CIMA believes that a possible solution could be offered by the framework of what has been termed ‘enterprise governance’. This focuses on the corporate governance and business management aspects of the organisation, and thereby seeks to balance conformance and performance.

At the heart of the argument is that, while bad governance can bring down a company, good governance on its own cannot make a company successful.

We should not focus solely on what goes wrong, but on how we can ensure things go right and that means focusing on strategy and performance.

What is required is an integrated framework that ensures companies are focusing their energies on the value-creating drivers that move the business forward.
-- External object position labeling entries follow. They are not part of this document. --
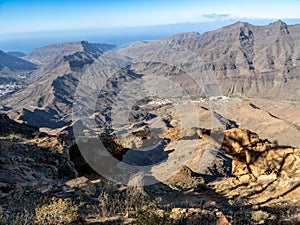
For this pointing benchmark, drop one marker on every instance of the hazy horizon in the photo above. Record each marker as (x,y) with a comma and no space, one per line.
(31,24)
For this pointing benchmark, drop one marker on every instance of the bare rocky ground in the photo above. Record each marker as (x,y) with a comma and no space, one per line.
(45,180)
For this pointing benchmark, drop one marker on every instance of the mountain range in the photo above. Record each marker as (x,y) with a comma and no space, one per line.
(239,60)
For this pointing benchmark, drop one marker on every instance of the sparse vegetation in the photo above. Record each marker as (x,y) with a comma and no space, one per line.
(57,212)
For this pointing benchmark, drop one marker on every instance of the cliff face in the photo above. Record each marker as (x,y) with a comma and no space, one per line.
(247,60)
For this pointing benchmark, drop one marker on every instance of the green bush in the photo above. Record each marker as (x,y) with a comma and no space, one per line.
(57,212)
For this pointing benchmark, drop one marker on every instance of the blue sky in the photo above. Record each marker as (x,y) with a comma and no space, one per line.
(24,19)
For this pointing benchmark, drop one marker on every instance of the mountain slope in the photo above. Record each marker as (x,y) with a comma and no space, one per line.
(49,96)
(238,60)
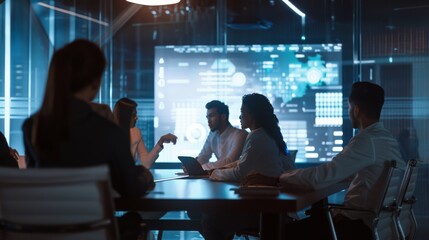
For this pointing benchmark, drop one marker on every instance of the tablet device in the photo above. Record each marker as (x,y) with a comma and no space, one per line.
(192,166)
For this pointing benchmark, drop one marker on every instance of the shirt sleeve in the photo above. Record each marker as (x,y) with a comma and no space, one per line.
(206,152)
(249,160)
(146,158)
(233,154)
(358,154)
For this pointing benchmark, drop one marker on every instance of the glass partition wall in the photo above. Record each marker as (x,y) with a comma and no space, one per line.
(386,42)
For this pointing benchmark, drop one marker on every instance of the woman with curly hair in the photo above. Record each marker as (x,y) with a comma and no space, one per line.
(264,150)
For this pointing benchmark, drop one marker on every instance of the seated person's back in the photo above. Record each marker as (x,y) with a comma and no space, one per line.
(66,132)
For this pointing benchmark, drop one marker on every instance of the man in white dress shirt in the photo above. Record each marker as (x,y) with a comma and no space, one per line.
(224,141)
(360,162)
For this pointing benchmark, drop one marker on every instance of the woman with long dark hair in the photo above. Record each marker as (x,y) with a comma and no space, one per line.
(125,114)
(264,150)
(66,132)
(264,153)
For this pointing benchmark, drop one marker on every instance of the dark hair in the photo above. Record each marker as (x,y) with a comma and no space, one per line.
(369,97)
(260,108)
(221,107)
(123,112)
(75,66)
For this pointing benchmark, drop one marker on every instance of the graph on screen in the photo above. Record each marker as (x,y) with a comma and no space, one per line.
(303,82)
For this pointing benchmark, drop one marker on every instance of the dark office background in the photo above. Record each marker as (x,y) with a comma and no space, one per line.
(384,41)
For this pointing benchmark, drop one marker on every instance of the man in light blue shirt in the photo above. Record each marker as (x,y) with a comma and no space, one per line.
(224,141)
(361,163)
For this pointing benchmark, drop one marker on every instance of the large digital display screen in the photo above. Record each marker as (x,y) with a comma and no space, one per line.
(302,81)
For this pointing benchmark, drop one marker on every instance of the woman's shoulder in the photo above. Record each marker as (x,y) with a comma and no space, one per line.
(135,131)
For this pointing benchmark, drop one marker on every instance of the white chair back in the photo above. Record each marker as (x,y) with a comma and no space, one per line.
(406,220)
(69,203)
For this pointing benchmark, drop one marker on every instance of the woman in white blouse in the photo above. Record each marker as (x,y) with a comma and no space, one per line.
(125,112)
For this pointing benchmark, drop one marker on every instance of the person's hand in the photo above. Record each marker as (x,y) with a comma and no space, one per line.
(184,169)
(259,179)
(14,153)
(167,138)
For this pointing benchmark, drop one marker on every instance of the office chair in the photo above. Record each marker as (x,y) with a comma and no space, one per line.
(69,203)
(384,224)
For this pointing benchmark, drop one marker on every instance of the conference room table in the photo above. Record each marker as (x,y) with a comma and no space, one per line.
(182,193)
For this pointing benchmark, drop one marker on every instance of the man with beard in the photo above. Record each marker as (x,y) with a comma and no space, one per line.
(224,140)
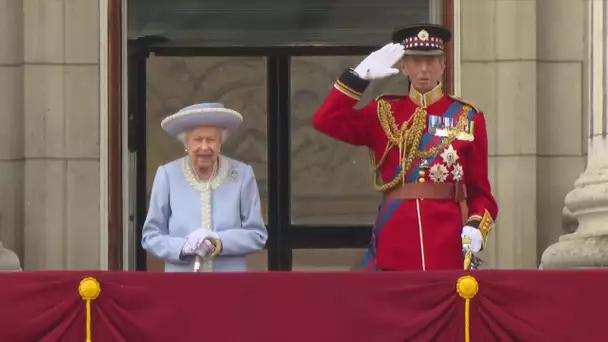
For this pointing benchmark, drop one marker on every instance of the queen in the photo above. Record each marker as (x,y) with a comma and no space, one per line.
(204,206)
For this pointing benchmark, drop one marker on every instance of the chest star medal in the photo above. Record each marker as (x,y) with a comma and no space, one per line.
(233,175)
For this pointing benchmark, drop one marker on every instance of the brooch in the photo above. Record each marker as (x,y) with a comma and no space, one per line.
(233,175)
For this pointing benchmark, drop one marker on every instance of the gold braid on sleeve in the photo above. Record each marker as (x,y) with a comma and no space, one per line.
(407,139)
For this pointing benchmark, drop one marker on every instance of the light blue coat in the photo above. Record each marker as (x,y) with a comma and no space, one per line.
(229,205)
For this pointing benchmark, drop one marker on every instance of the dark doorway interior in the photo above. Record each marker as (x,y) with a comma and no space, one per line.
(303,46)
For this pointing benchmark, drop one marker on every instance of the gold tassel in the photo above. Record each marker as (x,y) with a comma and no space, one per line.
(467,287)
(89,289)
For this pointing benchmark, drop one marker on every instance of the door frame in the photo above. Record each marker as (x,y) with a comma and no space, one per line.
(281,241)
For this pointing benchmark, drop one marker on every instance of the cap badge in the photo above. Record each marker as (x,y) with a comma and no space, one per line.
(423,35)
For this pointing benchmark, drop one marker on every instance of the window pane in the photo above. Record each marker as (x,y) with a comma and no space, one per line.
(342,259)
(238,83)
(273,22)
(331,181)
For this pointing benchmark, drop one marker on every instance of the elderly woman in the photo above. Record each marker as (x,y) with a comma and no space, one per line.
(204,207)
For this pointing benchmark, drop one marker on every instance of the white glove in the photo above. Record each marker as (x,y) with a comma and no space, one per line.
(194,240)
(475,237)
(205,249)
(380,64)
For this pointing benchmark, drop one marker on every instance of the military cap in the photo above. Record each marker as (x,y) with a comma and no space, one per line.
(422,39)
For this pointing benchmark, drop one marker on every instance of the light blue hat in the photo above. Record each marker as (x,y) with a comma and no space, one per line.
(202,114)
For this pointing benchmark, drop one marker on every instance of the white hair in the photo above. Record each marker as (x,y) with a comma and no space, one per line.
(183,136)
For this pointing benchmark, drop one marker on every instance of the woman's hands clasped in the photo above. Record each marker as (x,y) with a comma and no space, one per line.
(197,243)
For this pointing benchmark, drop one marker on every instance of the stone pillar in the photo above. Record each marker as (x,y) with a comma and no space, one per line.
(61,99)
(561,119)
(11,125)
(498,58)
(588,202)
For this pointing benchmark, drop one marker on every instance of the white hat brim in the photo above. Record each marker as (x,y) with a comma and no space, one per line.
(226,119)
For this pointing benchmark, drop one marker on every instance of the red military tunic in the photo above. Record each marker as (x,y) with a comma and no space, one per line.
(411,234)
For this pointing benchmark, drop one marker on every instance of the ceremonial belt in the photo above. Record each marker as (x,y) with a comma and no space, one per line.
(437,191)
(456,192)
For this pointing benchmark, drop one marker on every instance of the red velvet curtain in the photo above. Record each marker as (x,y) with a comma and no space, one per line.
(527,306)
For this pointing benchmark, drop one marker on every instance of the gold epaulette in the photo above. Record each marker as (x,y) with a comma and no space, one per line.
(390,97)
(465,102)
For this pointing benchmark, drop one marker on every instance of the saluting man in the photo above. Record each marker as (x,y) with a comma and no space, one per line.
(429,155)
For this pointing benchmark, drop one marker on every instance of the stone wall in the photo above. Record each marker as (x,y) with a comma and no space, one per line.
(498,52)
(49,88)
(516,67)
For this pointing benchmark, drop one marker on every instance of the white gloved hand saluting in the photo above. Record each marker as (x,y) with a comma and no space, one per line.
(380,64)
(475,237)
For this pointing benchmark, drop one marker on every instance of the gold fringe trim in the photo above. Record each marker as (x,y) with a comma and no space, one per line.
(467,287)
(89,289)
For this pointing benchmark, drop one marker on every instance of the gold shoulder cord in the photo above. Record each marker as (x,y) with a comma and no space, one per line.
(407,141)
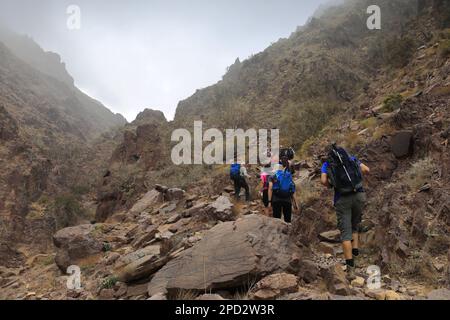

Investors need to be assured, not only that the board is presenting a true and fair view of the accounts, but also that it is spending sufficient time and effort on understanding the strategic environment, ensuring that all the strategic options and risks have been explored sufficiently and monitoring implementation.

CIMA is exploring the development of a ‘strategic scorecard’ that draws together the different aspects of strategy, which can then be incorporated into the overall enterprise governance framework.

  • Charles Tilley is chief executive of CIMA.

… but don’t forget governance
By Damian Wild

Charles Tilley is right – bad governance can bring down a company, but good governance alone cannot make a business successful.

Equally, the idea of ‘enterprise governance’ is sound – corporate drivers need to take in forward-looking strategic issues every bit as much as the need to reflect the insurance policy that sound corporate governance procedures offers.

While it is important to recognise that good governance and strategic thinking have to go hand in hand, it is only sensible to acknowledge there is nothing new in this.

The best companies have been doing this for years. The ability to combine a forward-looking strategic push, while ensuring that you don’t take your eye off the governance ball, is a quality that successful companies demonstrate.

The combination is not a pre-requisite for short-term success, but organisations that can push ahead on both fronts are the ones that top the most-admired companies lists.

It seems obvious, but you don’t need to look far for evidence of the City’s ability to focus on just one of the factors. Take this week’s big corporate story. As this page went to press, BSkyB executives were debating the vexed question of who to appoint as the company’s next chief executive.

In Tony Ball, the company has just lost a CEO who took the company on to a new level. In charge since June 1999, he returned BSkyB to profit and increased subscriber numbers. Against the odds, Ball took the idea of multi-channel TV and delivered a highly-profitable business for his boss, Rupert Murdoch. His vision was risky, but it was forward-looking and worked.

Now, as executives and shareholders debate their next CEO, the contrast could not be more stark. Much has been written about his likely successor.

But little of what has been said about James Murdoch has focused on his strategic abilities. They may be considerable – they may not, of course – but all the while most City-watchers have focused on whether it is bad corporate governance for the chairman and chief executive of a publicly listed company to be father and son.

  • Damian Wild is the editor of Accountancy Age.